輝銅鉱
輝銅鉱は、高品位鉱の代表格・・・80%あまりの銅分を含み、斑銅鉱の60%、安四面銅鉱や黄銅鉱の40%を遙かに凌いでいる。黄銅鉱が水分の影響を受けて生じる二次富化鉱でキースラガーでは上部の酸化帯に多く見られるという。ただし、いまだ輝銅鉱の塊にはお目にかかったことがない。
この標本は別子山村(現新居浜市)保土野の紅簾石を含む石英脈に生じた局所的なもので、マイクロマウントがよく似合う。

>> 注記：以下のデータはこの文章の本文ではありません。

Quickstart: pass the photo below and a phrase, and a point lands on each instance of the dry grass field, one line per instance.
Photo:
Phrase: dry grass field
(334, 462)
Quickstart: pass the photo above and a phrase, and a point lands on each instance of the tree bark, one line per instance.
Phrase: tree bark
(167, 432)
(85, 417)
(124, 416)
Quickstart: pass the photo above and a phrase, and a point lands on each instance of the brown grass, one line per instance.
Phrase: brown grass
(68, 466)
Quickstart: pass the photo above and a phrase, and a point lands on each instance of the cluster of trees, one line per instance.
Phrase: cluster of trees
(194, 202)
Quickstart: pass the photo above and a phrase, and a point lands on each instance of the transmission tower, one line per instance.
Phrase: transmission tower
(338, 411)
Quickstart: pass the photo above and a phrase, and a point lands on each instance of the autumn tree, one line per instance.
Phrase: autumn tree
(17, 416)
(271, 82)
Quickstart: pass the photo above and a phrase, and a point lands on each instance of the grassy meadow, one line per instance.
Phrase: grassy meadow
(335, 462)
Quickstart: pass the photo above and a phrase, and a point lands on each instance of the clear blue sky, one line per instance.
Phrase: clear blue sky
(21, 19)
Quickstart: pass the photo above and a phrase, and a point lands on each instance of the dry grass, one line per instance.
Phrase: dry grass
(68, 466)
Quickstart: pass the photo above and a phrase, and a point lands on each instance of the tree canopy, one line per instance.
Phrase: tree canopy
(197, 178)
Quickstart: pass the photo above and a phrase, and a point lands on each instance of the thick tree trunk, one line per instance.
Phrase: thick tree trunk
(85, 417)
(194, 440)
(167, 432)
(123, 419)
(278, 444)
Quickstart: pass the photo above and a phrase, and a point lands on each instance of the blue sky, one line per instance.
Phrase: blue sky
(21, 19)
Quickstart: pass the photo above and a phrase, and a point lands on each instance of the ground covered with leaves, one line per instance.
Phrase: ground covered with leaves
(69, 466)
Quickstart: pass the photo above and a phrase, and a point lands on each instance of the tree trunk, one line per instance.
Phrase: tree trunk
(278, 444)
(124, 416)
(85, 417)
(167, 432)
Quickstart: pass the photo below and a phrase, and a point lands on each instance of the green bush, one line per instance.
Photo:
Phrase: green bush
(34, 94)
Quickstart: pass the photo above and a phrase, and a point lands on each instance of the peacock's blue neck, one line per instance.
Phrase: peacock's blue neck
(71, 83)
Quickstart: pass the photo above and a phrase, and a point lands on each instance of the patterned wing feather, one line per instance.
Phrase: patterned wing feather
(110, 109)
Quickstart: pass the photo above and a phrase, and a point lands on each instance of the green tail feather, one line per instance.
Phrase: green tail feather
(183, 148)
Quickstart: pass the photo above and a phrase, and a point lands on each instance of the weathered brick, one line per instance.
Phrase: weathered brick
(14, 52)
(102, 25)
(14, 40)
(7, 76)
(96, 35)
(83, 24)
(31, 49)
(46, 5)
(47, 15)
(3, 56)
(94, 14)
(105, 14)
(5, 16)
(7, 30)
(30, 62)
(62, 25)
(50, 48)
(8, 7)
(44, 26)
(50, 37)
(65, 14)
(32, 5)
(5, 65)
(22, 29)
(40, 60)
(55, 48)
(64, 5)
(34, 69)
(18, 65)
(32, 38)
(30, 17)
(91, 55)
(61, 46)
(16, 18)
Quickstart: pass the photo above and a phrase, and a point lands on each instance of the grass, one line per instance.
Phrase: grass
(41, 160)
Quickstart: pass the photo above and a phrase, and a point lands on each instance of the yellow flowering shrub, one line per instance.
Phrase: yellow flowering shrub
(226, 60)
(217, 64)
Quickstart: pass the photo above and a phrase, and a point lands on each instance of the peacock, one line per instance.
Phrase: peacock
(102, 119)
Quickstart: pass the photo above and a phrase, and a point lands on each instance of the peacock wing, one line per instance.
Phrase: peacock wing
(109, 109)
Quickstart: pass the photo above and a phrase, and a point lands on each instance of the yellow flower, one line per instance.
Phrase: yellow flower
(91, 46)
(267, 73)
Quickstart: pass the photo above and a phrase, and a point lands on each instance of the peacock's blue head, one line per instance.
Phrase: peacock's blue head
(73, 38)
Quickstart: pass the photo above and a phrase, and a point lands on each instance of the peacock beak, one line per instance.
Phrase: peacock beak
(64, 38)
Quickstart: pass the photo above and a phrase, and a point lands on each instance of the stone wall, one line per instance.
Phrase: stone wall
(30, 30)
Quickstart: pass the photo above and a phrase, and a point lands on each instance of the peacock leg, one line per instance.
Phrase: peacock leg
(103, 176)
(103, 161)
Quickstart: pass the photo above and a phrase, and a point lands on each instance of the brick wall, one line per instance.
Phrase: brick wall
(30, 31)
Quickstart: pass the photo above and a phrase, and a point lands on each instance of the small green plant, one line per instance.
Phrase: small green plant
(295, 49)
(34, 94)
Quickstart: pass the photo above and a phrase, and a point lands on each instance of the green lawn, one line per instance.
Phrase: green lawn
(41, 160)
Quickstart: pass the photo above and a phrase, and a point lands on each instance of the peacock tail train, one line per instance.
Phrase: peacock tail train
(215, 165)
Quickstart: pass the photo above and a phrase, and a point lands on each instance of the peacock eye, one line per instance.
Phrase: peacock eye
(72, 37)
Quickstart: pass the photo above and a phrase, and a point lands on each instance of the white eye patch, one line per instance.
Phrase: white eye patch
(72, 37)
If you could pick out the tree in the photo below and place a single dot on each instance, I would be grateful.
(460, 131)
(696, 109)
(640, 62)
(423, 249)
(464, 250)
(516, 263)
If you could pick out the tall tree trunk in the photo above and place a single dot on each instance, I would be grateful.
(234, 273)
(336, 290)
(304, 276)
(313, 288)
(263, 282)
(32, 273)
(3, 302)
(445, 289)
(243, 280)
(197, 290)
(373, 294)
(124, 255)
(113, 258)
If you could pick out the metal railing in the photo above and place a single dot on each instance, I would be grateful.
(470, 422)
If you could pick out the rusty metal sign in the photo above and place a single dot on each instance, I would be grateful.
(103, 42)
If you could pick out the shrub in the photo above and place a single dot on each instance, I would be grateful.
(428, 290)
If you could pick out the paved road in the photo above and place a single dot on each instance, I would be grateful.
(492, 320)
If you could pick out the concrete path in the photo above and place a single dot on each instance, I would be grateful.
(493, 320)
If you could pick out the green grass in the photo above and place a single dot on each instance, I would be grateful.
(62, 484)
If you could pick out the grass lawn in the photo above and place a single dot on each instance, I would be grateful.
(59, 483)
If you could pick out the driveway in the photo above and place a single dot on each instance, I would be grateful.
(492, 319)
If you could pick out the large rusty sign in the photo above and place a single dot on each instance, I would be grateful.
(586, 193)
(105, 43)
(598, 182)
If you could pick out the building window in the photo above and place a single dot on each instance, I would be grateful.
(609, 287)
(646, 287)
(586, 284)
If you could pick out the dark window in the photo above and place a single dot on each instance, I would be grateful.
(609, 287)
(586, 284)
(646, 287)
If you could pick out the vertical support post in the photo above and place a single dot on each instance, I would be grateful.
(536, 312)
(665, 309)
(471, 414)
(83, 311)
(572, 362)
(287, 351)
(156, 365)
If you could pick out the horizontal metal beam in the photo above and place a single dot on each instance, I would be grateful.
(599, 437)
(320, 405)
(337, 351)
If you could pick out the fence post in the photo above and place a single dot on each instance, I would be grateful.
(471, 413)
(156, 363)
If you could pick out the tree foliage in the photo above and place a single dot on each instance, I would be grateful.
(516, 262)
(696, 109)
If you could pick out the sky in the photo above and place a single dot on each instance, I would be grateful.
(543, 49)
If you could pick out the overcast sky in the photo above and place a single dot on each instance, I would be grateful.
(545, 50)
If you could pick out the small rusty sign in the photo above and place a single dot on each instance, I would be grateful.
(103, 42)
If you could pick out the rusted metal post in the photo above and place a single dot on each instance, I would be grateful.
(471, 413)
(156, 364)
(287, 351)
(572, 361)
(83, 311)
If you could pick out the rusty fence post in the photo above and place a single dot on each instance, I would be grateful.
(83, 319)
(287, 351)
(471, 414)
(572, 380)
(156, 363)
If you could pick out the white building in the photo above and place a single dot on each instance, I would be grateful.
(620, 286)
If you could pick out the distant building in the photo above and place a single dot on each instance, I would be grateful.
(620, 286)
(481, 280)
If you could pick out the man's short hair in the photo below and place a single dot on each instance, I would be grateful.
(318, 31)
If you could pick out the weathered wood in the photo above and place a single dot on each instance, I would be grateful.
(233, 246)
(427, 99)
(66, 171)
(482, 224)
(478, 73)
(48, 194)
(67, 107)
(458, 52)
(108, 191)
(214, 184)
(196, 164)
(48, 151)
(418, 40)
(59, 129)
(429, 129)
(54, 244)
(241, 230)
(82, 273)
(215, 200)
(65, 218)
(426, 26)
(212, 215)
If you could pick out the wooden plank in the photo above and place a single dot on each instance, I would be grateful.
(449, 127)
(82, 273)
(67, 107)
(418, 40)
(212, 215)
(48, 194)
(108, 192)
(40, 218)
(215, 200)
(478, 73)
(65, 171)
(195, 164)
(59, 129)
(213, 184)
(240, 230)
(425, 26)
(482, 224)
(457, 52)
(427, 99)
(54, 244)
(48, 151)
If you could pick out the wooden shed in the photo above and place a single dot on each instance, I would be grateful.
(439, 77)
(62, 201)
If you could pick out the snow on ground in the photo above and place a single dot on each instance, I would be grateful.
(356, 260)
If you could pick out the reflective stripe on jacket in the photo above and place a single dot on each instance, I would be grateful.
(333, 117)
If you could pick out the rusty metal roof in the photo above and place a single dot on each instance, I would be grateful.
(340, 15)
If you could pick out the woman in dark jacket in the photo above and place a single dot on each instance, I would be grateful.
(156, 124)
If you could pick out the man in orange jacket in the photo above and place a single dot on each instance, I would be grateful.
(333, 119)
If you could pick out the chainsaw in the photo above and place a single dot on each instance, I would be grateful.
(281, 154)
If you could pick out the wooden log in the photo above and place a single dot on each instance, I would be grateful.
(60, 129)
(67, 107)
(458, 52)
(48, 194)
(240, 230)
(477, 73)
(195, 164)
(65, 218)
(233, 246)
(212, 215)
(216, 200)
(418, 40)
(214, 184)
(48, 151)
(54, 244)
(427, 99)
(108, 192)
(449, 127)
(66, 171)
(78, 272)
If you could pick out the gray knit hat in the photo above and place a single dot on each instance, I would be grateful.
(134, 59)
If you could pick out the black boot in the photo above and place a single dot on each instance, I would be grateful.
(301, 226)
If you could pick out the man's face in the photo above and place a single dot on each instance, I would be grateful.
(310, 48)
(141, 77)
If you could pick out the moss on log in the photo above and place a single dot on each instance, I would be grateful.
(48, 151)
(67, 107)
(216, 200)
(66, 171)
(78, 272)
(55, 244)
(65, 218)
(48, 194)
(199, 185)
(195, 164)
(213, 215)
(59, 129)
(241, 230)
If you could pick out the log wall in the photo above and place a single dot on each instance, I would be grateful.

すでにHPで紹介している「チタン鉄鉱」に随伴して産出しており、輝銅鉱のほか、孔雀石もあちこちに見られる。岩石に少量含まれていた黄銅鉱などが酸化されて生じたものであろう。ルーペでみると、まさに「消し炭」というのがピッタリな真っ黒い物体であるが、光の反射具合をうまくすると青光りする錆も見られ、とても神秘的である。別子銅山でも露頭直下の酸化帯では大量に産出したというが、いったいどのようなものだったのだろうか?一度、この目でみたかったものだ。一方、ズリ場に転がっている、表面が赤茶色にさびた低品位キースラガー鉱石をいくら割っても輝銅鉱は現れない。輝銅鉱生成には、やはり高品位鉱石と長い時間などの厳しい条件が必要なのだろう。